Sunday, July 24, 2011

Octopuses mating at Terumbu Bemban?

Last Sunday, we had a 6am trip to Terumbu Bemban, a submerged reef off Pulau Semakau. As the trip started while the sky was dark and the weather is cool, many creatures can still be seen in action on the shore.

I came across a pair of octopuses with one individual stretching its only one of its arm towards another octopus (quite well camouflaged in this photo)!

The arm was stretched really long and reaches towards the other octopus.

Ria has previously shared with me that this is probably a sign of mating among octopuses. I had a quick read over some online resources and found out that the octopus' penis (called hectocotylus) is made by the male's third arm on the right and is detachable.

The male will introduce the hectocotylus into the gills' cavity of the female to deposit their sperms while the partner keeps a distance away. During the mating, the male loses its hectocotylus but will regenerate a new one for the next season. You may also read more about octopus sex here.

Interestingly, what happened next was slightly unexpected. The other octopus suddenly also stretched out one of its arm and this action seemingly chased away the first octopus. Could it be a case of mismatch where the first male octopus accidentally tried to mate with a fellow octopus of the same sex? Definitely hilarious!

Predawn trips always has its perks despite having to wake up at unearthly hours- the sunrise!

With some sunlight, it made landscape photography possible. Here is a nice shot of the dense coral reef of Terumbu Bemban.

As usual there are lots and plenty of different types of hard corals!

Many of these colonies are found lying next to each other on this crowded part of the reef. In the centre is an uncommon colony of Acropora coral (Acropora sp.).

At certain stretches, there are many mushroom corals such as the many Circular mushroom corals on the right side of this photo. The coral colony on the left is the Carnation coral (Pectinia sp.).

What a delight to spot a healthy and large colony of the Anchor coral (Family Euphyllidae).

Some species of this coral can be distinguished through the U-shaped tip of their tentacles. U sounds like Eu of Euphyllia. A good way of remembering right?
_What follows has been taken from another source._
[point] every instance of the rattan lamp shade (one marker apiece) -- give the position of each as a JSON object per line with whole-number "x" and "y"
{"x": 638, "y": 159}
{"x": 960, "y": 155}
Here's some underwater shots of the hard corals near the reef edge of Terumbu Bemban. This brownish colony is the Disk coral (Turbinaria sp.).

While this pinkish colony is the Pebble coral (Astreopora sp.).

Among the Galaxy coral (Galaxea sp.), there was this pretty clam that looks like a scallop.

This Lettuce coral (Pavona sp.) is quite large and is usually only found in good reefs.

Same too for this healthy colony of the Ringed plate coral (Pachyseris sp.).

Ria showed me our first encounter of the Ringed plate coral (Pachyseris sp.) that has the shape of a lettuce-like form. Usually the Ringed plate corals that we see on our shores are rather flat and grow like a plate.

Among the tentacles of a Bulb-tentacled anemone (Entacmea quadricolor) is an extremely shy Tomato anemonefish (Amphiprion frenatus). This was the only good shot I took of the fish as it went to hide after a while.

I was glad to find the uncommon Leathery sea anemone (Heteractis crispa) that is probably also the one that Russel had found previously on this reef.

As usual, one has to be careful when threading on the shores as there are many Blue-spotted fantail rays (Taeniura lymma) around and some are buried underneath sand.

This anemone-looking creature is not a true sea anemone but a cerianthid. This is the Shy glass cerianthid that we do not often see on the reefs. Probably because they are rather transparent looking. These guys are often only encountered at night, where it wilts away into its tube in the light of a strong torch or camera flash.

I spotted this pretty but lone Feather star (Order Comatulida) and it's the first time I'm seeing it on this reef.

Ria shared with us her find of the two Black phyllid nudibranchs (Phyllidiella nigra) next to each other which apparently did not show any signs of mating.

While squatting down to look at the two nudibranchs, I happened to also spot this pretty Lined chromodoris nudibranch (Chromodoris lineolata) nearby.

Since the title of this blog post is about mating, I shall end it with another photo of mating creatures- this time the Marine spiders (Desis martensi). It's also the first time I have seen them doing it. Haha.